If you are giving the medication at an injection site on the primary tubing...you need to give your IV medication at the recommenced rate and THEN GIVE THE FLUSH AT THE SAME RATE. If not,you could potentially be giving the dose too quickly causing speed shock and other symptoms.oes in Select enough volume in the flush to make certain the drug is given and not just sitting in the tubing. Primary tubing volumes vary but most are between 10-15 ml from the drip chamber to the distal end.

remember, this also applys at the BEGINNING of the med adm, if you are adm - say .1ml per 15 sec- you havent given the pt anything for the first 30 sec...on a ext with 0.2 fill.....so push the first0.2 of med and time from there.....and time the first 0.2 of flush.....

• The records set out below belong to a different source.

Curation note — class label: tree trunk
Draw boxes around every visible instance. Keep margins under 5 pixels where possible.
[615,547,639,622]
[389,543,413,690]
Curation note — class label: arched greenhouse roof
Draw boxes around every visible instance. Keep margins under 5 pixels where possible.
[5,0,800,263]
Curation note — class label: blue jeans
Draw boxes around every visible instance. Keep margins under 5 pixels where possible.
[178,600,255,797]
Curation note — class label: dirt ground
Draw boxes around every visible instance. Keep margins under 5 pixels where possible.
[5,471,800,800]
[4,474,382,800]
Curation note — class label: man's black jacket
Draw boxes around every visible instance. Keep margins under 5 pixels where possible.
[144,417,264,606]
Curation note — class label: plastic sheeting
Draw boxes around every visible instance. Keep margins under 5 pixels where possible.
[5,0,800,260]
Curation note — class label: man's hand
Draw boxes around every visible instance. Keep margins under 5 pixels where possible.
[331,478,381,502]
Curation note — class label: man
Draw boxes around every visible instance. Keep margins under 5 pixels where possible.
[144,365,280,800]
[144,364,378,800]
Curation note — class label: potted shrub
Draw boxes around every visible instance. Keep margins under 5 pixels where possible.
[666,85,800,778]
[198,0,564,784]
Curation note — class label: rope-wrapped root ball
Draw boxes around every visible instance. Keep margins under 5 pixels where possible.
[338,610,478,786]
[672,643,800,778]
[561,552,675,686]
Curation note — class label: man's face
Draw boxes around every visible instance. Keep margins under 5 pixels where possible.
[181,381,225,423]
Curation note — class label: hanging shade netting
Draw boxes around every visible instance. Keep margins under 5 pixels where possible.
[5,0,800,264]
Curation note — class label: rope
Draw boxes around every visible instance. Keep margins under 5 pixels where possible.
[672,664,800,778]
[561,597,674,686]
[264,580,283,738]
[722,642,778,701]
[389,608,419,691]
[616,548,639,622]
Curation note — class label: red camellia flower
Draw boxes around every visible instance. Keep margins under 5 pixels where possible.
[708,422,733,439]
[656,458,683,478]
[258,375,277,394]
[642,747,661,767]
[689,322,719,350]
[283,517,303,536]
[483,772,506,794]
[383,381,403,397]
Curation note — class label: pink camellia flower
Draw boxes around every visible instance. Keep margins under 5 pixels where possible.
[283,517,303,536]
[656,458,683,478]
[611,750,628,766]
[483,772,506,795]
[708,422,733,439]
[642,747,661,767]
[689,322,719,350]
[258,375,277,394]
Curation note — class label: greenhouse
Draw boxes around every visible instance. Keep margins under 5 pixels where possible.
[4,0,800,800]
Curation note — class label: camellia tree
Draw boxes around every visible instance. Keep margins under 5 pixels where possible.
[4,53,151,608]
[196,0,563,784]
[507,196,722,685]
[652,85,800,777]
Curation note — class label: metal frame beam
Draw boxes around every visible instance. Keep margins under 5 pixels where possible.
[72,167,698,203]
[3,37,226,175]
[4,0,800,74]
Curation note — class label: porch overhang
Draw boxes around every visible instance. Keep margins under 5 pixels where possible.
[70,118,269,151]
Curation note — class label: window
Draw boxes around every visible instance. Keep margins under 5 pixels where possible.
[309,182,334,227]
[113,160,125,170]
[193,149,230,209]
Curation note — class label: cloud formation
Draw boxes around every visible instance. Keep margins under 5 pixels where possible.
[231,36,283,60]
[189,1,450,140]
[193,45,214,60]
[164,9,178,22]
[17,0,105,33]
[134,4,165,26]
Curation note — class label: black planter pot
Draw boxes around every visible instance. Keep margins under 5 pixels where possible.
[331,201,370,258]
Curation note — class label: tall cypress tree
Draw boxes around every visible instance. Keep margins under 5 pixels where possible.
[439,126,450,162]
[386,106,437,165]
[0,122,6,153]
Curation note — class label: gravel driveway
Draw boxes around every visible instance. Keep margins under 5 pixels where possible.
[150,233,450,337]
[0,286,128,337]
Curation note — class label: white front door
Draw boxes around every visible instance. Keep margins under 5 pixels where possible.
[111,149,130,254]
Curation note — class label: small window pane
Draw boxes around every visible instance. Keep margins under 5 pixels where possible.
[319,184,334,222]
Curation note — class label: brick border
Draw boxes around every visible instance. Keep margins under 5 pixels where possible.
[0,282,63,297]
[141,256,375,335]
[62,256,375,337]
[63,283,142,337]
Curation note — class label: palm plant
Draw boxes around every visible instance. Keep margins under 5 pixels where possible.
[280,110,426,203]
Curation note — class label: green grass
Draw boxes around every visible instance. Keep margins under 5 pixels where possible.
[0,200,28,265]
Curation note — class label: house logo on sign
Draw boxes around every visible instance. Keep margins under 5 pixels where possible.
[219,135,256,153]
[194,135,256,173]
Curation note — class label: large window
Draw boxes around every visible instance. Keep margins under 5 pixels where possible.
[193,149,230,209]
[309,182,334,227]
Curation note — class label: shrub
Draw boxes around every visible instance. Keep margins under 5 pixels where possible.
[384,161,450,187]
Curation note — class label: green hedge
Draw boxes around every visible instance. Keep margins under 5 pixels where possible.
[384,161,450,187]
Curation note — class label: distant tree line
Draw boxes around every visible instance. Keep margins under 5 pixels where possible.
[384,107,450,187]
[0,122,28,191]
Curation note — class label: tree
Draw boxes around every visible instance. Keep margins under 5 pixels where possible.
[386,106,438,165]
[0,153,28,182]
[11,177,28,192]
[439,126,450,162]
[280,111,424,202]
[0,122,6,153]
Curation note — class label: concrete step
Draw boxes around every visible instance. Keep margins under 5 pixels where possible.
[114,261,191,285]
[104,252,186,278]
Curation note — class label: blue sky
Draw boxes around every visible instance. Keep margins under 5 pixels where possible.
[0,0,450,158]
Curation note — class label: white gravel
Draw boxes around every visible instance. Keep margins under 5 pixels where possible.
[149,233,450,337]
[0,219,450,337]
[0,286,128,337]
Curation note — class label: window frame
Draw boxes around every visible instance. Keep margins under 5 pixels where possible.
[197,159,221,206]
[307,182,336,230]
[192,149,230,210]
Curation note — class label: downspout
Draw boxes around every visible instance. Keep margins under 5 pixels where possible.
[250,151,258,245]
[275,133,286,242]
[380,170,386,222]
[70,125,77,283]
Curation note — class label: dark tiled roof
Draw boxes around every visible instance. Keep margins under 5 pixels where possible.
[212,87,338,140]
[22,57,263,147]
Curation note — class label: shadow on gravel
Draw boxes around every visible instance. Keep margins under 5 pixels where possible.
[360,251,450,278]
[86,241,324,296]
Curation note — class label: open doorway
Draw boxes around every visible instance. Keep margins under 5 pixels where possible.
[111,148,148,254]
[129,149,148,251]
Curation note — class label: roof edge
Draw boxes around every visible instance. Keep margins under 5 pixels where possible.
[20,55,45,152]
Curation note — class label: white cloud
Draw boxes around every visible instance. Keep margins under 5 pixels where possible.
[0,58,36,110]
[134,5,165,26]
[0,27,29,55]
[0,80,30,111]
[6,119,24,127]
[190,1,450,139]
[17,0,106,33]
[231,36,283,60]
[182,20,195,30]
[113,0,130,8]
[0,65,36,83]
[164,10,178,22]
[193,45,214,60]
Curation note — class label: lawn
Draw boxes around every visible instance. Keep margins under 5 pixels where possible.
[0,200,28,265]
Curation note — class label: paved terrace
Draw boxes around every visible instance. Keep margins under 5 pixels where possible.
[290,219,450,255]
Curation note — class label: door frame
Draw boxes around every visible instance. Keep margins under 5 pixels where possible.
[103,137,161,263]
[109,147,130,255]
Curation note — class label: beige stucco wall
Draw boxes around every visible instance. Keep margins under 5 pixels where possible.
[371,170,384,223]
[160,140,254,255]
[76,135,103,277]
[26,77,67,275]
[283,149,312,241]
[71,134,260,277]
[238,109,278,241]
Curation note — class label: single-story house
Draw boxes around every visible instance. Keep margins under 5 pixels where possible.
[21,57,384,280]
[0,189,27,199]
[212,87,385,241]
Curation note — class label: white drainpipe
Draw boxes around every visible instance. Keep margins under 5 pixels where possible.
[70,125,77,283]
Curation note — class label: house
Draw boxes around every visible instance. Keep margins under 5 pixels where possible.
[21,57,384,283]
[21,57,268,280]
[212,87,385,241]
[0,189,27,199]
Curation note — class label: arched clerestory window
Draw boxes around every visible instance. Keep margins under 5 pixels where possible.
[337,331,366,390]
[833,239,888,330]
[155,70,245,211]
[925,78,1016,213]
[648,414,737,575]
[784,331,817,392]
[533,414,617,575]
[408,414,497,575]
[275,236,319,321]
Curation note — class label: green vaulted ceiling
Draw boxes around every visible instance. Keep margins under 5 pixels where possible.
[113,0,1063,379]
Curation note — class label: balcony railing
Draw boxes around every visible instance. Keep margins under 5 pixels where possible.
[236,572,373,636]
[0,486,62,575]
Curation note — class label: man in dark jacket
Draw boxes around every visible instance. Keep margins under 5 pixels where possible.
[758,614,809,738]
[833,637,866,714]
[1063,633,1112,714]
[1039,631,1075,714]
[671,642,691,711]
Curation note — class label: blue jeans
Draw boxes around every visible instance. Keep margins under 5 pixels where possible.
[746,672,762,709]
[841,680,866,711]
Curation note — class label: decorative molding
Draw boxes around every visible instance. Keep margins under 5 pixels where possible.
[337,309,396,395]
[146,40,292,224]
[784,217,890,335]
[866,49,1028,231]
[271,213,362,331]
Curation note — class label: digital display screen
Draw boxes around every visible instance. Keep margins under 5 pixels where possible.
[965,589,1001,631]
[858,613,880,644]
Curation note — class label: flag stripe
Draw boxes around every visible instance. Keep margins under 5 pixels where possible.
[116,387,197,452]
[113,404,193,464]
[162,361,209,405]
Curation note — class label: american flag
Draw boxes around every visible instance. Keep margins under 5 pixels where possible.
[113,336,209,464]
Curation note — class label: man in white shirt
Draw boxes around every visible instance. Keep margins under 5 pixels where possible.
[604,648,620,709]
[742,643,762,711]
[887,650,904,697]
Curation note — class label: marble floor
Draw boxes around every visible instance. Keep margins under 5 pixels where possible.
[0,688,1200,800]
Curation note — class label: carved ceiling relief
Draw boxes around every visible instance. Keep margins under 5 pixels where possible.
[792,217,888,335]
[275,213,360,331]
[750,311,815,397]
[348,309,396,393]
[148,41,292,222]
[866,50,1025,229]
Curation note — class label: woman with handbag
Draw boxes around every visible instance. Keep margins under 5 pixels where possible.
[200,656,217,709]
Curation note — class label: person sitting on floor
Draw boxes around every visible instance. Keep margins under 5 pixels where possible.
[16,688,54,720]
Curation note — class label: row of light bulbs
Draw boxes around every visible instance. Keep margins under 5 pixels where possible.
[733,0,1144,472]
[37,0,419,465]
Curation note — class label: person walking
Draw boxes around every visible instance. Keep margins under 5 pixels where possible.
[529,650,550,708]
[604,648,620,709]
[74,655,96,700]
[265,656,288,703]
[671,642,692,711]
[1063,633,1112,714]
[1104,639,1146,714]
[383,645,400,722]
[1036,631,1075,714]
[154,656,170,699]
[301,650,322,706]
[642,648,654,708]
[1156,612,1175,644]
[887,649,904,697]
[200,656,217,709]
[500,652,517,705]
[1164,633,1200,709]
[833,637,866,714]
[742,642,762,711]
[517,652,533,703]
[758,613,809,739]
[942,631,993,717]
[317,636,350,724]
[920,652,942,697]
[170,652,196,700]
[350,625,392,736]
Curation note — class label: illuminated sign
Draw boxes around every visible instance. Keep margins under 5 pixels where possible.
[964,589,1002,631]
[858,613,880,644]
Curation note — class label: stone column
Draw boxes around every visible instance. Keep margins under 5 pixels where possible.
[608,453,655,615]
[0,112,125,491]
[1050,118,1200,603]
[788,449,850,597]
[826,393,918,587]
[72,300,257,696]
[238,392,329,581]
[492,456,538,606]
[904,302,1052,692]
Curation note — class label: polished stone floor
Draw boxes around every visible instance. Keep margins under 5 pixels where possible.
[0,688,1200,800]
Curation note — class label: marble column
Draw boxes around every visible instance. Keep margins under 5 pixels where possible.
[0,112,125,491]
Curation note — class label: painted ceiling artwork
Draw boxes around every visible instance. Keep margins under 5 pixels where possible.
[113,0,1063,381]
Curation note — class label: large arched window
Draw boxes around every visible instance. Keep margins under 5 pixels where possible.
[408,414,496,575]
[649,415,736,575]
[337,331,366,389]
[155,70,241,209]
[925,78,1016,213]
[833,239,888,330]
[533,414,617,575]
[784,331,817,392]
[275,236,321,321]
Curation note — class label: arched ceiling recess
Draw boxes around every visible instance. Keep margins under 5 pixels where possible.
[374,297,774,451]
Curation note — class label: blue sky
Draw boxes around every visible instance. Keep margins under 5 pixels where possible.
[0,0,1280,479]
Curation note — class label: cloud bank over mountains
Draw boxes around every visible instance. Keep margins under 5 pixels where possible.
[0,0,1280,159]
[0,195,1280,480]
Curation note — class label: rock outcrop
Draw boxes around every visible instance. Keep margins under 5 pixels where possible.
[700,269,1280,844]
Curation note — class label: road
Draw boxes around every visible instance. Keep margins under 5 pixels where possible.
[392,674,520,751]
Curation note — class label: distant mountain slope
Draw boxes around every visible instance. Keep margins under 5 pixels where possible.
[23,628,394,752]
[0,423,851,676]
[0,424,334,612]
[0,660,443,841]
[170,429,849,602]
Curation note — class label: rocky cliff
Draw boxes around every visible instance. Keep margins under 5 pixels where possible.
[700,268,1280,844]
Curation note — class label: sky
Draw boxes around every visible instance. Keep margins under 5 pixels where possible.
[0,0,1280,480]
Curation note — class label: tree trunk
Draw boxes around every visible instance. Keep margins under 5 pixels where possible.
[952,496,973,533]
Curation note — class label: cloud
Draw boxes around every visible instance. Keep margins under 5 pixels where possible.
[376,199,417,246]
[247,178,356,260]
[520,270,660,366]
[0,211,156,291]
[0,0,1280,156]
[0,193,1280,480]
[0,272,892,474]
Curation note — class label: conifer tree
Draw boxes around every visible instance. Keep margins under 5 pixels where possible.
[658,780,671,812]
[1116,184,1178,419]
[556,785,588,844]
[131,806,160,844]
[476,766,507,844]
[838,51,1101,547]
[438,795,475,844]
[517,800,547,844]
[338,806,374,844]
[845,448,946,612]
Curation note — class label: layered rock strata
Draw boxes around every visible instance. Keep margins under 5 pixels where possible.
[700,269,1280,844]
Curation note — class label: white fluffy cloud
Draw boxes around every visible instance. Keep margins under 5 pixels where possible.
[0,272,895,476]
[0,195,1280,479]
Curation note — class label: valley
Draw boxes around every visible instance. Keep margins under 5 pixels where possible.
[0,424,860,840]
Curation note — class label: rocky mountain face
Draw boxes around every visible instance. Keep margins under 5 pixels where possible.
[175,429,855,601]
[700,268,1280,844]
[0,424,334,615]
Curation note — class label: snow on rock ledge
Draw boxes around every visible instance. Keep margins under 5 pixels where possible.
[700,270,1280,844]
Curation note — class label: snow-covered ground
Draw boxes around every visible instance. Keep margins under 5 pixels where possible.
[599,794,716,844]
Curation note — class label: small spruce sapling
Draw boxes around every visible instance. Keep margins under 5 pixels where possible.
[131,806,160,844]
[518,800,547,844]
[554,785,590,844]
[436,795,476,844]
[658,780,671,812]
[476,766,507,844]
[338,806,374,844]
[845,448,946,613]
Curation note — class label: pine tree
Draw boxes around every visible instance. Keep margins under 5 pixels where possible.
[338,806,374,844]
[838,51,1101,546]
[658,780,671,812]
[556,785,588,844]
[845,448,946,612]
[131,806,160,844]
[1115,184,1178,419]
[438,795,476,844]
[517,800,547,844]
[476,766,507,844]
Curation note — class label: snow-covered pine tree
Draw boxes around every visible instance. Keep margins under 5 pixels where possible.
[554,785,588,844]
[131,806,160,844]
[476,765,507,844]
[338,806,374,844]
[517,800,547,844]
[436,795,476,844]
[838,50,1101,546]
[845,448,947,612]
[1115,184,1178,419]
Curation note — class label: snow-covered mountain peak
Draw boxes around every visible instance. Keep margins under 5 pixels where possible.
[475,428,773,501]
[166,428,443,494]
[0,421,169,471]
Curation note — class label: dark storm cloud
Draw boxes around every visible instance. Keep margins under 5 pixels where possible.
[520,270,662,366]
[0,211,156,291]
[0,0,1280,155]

Specializes in OB, NICU, Nursing Education (academic).

Good thread; I see this and another problem all the time:

I teach RN students in an OB course and clinical. I still see RN's push undiluted phenergan all the time.....drives me crazy (and I have to later point out to students that it is BAD practice). The nurses always tell the students "oh, it's okay, I'm pushing really slow and it's only 25 mg". Sorry, no.

I can tell you from personal experience that one should never underestimate the pain (like you're on fire) that undiluted phenergan can cause.

That's totally bad practise. Both those medications should be on their own pumps.

Yes, they're on pumps, but then they're piggybacked into a y port on the main line (like NS kvo etc) about 6 inches away from the site extension.

Specializes in Med Surg, ER, OR.

I alwats dilute narcs/IVPs except for two (zofran, protonix), but definitely make sure i push these slow and follow them with 5-10cc's of NS or more if i am giving a ppush into a running IV with anything but NS...

Specializes in Emergency.

I'm in the ED so our rules are a bit "loose" for hanging IVF (I don't need an order).

Anyways, I try to hang IVF and hook it up to the pt's IV if I'm pushing meds (I use the IV tubing with the anti-reflux valve, so any medications you push wont go up the tubing towards the IVF bag). I have the IVF dripping at a medium rate while I'm giving IV meds, and I push the med slowly at the port. That way, the med gets flushed in at the exact rate that I want it and there isnt any excess hanging around the extension set. After I'm done, I'll decrease the flow rate to TKO.

I would think that the bigger issue would be someone not flushing slowly after giving a medication through a PICC line. Those hold over 2mls of fluid before getting to the heart. Our extension tubing only holds a very small amount.

BTW does anyone know what happens when you give IV Nexium too fast. I have looked around but can't find the answer and pharmacy always has warnings on Nexium to push over 3-5minutes.

Specializes in LTC, Med/Surg, Peds, ICU, Tele.

I think nexium might be harsh on veins, same with pepsid and protonix.

Specializes in Cardiac Telemetry, ED.

We were taught to dilute in 10mL NS, give the med at the recommended rate, then when flushing, the first five mL at the same rate as the med, then the second 5mL briskly. It's probably overkill, but it does cover the bases, I think.

[i can tell you from personal experience that one should never underestimate the pain (like you're on fire) that undiluted phenergan can cause]

I totally agree. I came in one morning and went to medicate a patient with phenergan and found half of her arm was black from the last person that had pushed phenergan. The patient told me she told the nurse to stop it hurt too bad, and the nurse told her "Phenergan always burns, it is okay."

Our policy is now to dilute any IV phenergan dose in 25cc normal saline and run over 20 minutes.